Leukemia is a type of blood cancer that affects many individuals worldwide. Myelogenous leukemia is a specific type of leukemia that originates from bone marrow cells.

It can be categorized into two types: chronic myeloid leukemia (CML) and acute myeloid leukemia (AML). Despite advancements in treatment options, there are still challenges associated with managing the disease. However, there is hope with recent approval of Asciminib by the U.S. Food and Drug Administration (FDA).

What is Asciminib?

Asciminib is a once-daily oral medication created by Novartis that serves as a treatment option for CML.

The drug is a new type of BCR-ABL kinase inhibitor that targets a specific area of the enzyme and blocks the signal pathway that leads to leukemia cell growth. Asciminib received breakthrough therapy designation by the FDA in 2018, which indicates its potential to provide significant clinical benefits in treatment-resistant cases of CML that have not improved with other therapies.

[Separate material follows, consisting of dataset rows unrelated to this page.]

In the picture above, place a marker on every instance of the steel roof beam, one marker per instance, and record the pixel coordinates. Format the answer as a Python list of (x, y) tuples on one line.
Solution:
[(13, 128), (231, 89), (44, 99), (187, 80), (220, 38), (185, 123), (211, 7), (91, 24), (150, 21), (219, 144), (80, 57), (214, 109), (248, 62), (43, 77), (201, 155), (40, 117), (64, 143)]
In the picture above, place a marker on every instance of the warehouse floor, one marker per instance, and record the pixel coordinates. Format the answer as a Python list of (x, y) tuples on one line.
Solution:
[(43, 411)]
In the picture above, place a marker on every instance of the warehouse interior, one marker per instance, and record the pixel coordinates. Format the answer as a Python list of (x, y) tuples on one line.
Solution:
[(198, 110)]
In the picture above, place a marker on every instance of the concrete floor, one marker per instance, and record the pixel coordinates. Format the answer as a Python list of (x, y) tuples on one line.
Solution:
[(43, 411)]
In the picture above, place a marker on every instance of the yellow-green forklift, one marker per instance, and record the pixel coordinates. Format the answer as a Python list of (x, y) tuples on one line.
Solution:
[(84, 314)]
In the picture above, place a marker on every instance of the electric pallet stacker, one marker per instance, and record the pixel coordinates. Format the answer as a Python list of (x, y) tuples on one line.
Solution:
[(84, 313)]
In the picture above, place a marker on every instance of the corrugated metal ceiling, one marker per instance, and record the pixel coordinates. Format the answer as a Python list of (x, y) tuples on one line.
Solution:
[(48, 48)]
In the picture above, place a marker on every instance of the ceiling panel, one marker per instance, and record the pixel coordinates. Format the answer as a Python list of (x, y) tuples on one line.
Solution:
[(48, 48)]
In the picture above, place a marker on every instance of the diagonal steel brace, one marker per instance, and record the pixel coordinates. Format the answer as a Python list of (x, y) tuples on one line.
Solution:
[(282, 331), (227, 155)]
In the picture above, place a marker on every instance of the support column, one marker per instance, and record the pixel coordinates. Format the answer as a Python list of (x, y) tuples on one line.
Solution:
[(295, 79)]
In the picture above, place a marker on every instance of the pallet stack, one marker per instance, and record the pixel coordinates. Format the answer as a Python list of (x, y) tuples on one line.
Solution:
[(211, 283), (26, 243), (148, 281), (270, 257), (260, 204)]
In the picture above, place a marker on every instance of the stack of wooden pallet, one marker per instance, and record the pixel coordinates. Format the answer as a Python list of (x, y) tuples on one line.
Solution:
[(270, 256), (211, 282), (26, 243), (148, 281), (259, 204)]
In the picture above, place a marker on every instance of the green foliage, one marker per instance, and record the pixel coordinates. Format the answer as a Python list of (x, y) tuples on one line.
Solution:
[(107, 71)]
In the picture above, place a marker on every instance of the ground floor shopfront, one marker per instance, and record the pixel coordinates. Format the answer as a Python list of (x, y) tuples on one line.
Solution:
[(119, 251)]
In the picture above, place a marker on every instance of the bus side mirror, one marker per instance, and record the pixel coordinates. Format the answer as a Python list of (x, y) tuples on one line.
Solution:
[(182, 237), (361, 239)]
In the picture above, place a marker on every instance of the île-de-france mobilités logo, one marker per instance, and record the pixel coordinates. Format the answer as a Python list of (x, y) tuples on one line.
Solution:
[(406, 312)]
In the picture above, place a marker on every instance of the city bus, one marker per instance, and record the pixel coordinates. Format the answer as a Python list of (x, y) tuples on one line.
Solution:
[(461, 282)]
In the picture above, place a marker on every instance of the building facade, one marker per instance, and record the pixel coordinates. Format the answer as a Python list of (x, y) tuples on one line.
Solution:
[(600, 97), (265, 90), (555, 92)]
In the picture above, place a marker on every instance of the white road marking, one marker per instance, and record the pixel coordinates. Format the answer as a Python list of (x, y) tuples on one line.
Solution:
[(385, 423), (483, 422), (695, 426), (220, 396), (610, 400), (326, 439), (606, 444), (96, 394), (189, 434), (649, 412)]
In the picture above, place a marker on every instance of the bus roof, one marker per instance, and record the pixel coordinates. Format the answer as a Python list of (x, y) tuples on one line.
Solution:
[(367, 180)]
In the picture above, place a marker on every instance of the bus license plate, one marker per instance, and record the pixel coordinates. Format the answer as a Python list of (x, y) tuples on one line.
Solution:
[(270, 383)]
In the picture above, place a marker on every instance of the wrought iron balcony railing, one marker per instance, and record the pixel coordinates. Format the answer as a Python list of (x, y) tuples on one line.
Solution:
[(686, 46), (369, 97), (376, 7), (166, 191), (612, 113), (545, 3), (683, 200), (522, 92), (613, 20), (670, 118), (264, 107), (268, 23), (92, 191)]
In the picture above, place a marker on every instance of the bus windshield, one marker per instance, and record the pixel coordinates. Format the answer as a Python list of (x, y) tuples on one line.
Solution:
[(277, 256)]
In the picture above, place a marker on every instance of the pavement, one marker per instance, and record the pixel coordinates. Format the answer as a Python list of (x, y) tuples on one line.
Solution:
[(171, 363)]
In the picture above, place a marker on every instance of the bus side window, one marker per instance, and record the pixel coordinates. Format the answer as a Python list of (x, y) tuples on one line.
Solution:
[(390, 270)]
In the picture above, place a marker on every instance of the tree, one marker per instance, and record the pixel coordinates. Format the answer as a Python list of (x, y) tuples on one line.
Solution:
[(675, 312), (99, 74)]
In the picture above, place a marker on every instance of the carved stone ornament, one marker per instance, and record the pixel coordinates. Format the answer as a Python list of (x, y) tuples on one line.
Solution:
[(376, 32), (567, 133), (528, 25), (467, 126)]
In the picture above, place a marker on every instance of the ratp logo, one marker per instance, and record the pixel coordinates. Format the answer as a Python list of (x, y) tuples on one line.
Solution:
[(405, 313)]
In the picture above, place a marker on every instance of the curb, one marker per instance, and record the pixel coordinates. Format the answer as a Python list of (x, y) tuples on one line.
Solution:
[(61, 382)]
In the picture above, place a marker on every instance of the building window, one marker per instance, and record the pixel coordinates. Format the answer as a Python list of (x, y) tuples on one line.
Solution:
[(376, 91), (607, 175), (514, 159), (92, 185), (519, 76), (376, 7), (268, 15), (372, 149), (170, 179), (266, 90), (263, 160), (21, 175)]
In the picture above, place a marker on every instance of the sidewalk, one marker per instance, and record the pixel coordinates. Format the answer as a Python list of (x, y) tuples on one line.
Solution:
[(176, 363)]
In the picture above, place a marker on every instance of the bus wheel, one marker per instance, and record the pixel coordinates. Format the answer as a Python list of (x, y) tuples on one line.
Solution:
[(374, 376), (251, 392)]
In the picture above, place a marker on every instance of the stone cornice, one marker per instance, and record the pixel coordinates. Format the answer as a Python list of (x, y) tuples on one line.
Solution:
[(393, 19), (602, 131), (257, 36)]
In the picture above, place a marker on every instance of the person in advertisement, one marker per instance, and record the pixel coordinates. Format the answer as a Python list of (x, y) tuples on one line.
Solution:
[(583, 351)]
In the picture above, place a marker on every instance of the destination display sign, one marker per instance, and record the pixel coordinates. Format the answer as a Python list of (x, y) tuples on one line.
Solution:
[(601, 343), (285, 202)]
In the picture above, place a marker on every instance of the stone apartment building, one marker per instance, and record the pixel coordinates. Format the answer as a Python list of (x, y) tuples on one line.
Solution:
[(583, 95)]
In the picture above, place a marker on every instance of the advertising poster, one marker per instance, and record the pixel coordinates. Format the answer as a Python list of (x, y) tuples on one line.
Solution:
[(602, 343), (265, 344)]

What does the FDA Approval of Asciminib Mean?

The FDA approval of Asciminib is a significant step forward for myelogenous leukemia treatment. According to the FDA, the medication’s approval is based on the results of a phase III clinical trial, ASCEMBL.

The ASCEMBL study’s objective was to determine if Asciminib could improve the major molecular response (MMR) rate in patients with heavily pretreated chronic phase CML. MMR measures the amount of BCR-ABL protein levels in the blood, and it is a crucial factor in evaluating the effectiveness of the treatment in controlling CML.

Participants in the study were randomized to receive either Asciminib or Bosutinib, an FDA-approved medication for CML.

According to the study results, patients receiving Asciminib had a 25.5% MMR rate compared to the 13.2% rate of those receiving bosutinib. This presented a significant increase in the MMR rate of people treated with Asciminib and showcased the effectiveness of this new medication in treating the disease.

Asciminib Side Effects

Like all drugs, Asciminib has side effects that must be considered before using it. The most common side effects reported during the trial were muscle pain, nausea, headache, and diarrhea.

In rare cases, some patients experienced low neutrophil count, anemia, or fatigue. However, these side effects were manageable and did not cause damage or long term problems. In conclusion, the drug showed a reasonable safety profile that is consistent with other drugs in the same category.

Conclusion

The FDA’S approval of Asciminib marks a significant milestone in myelogenous leukemia treatment. It is a promising alternative for patients that are not responding well to other treatments for CML.

The results of the clinical study spearheaded the development of the medication and highlight the potential of Asciminib to improve the MMR rate in patients with heavily pretreated chronic phase CML. While there is a need for further research on its use in other forms of myelogenous leukemia, the FDA’s approval is a giant leap forward in treating the disease.